Fulfilling the Duster's raison d'etre was the 275-horsepower 1970 Plymouth Duster 340, originally conceived as the CK -- for Clark Kent.
The 340-cubic inch small-block V-8 generated a healthy
275 horsepower with its four-barrel carburetor
and 10.5:1 compression ratio.
Outside identification was discreet: dual black side stripes mid-body that thickened slightly to mimic the swelled quarters, and two wide black stripes connecting the tail-lights.
Stuffing the 340-cubic inch, small-block V-8 underhood was the Duster's ticket to ride in Plymouth's elite Rapid Transit System.
The package included all the expected goodies, like high-flow cylinder heads with 10.5:1 compression; high-lift, overlap, long-duration camshaft; a single Carter four-barrel carb; high-rate .87-inch-diameter front torsion bars; .88-inch front anti-sway bar; heavy duty shocks; heavy duty, six-leaf rear springs; front disc brakes; and E70X14 raised white-letter tires mounted on 5.5-inch Rallye road wheels with trim rings. Transmission choices included floor-mounted three- and four-speed manuals plus Torque-Flite, all heavy-duty.
In its March 1970 issue, Car and Driver put the coupe through its paces, succinctly characterizing the Duster 340 as a "reroofed Valiant with a performance engine, priced to sell ($2,547)." C/D clocked 0-to-60-mph times of 6.2 seconds, with top speed pegged at 120.
Regarding the standing quarter-mile, it reported, "A 14.72-second ET is better than any stock 'Cuda we've tried and a swarm of big-in-cost cars." But the testers were less impressed with the handling, reporting severe understeer that led to plowing in turns. "With all that rear overhang and the narrow rear track, we were lucky it handled at all," says Weiss.

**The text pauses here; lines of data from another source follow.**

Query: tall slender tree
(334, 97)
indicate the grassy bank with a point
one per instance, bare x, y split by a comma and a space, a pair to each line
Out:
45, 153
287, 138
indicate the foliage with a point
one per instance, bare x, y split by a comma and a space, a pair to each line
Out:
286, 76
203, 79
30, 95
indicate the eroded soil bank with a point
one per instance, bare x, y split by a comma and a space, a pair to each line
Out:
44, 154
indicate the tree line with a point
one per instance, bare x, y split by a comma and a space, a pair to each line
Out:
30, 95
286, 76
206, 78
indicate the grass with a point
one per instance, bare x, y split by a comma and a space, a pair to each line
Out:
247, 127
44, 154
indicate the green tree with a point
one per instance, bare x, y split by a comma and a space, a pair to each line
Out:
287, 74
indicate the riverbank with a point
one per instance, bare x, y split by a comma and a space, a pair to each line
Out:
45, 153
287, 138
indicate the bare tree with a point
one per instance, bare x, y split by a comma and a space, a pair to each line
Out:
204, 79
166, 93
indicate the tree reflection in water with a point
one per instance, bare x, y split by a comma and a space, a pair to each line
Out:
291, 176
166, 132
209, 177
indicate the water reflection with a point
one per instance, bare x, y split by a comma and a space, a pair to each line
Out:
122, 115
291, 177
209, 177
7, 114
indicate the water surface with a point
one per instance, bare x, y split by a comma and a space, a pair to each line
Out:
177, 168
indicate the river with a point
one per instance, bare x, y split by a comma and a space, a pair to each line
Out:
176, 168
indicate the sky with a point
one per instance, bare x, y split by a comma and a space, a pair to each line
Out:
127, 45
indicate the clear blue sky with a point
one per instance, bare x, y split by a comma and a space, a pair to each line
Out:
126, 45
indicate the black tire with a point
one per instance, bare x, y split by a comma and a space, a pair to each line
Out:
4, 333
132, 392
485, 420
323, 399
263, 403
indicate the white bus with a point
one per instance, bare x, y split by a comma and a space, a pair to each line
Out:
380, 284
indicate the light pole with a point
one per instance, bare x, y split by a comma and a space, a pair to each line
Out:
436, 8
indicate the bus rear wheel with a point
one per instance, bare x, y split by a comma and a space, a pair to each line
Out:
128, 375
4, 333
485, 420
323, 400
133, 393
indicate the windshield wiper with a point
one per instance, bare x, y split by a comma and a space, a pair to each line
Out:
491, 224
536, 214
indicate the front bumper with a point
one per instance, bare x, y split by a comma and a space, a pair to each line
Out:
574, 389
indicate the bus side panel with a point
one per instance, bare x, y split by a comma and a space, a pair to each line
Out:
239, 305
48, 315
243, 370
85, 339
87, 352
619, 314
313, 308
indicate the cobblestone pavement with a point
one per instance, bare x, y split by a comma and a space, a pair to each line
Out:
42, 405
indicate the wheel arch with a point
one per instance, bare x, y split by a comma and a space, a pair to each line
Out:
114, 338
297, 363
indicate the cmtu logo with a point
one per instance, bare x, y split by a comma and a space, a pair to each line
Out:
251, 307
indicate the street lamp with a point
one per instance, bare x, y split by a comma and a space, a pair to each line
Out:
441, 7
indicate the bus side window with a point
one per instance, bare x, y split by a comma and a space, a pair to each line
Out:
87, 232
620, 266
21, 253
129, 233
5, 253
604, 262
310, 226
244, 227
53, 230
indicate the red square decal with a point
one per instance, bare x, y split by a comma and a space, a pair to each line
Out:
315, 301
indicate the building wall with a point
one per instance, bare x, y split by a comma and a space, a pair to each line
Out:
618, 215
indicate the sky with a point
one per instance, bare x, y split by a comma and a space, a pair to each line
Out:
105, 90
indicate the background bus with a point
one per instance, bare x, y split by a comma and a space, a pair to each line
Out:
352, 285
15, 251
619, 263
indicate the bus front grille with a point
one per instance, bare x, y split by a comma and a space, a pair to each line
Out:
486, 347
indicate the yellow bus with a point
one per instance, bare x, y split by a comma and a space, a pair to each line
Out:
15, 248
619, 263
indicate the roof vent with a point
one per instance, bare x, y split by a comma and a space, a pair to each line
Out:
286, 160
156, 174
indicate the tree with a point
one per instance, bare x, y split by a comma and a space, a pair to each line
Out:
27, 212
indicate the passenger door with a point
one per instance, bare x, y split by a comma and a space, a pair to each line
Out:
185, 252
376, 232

The 1970 model-year production totaled 24,817 Duster 340s compared with 19,515 'Cudas. In fact, the Duster 340 outsold the 'Cuda 340/383 in each subsequent model year, and by healthy margins, proving the viability of the Duster concept.
Annual volumes for this hottest Duster remained in the 13,000- to 16,000-unit range right through 1973.
"One reason is that Duster 340 buyers -- mostly young men -- were able for a period of time to beat the deal-killer $1,200- to $1,500-a-year insurance rates with a bit of subterfuge," says Wiess. "Queried about their new purchase, these guys were able to obtain decent rates by telling their insurance agent, truthfully, 'I'm buying a Valiant two-door sedan.' Eventually, of course, the agents caught on and began asking, A Duster?' And then, 'six or V-8?' And finally, 'which V-8?' By that time, the game was over."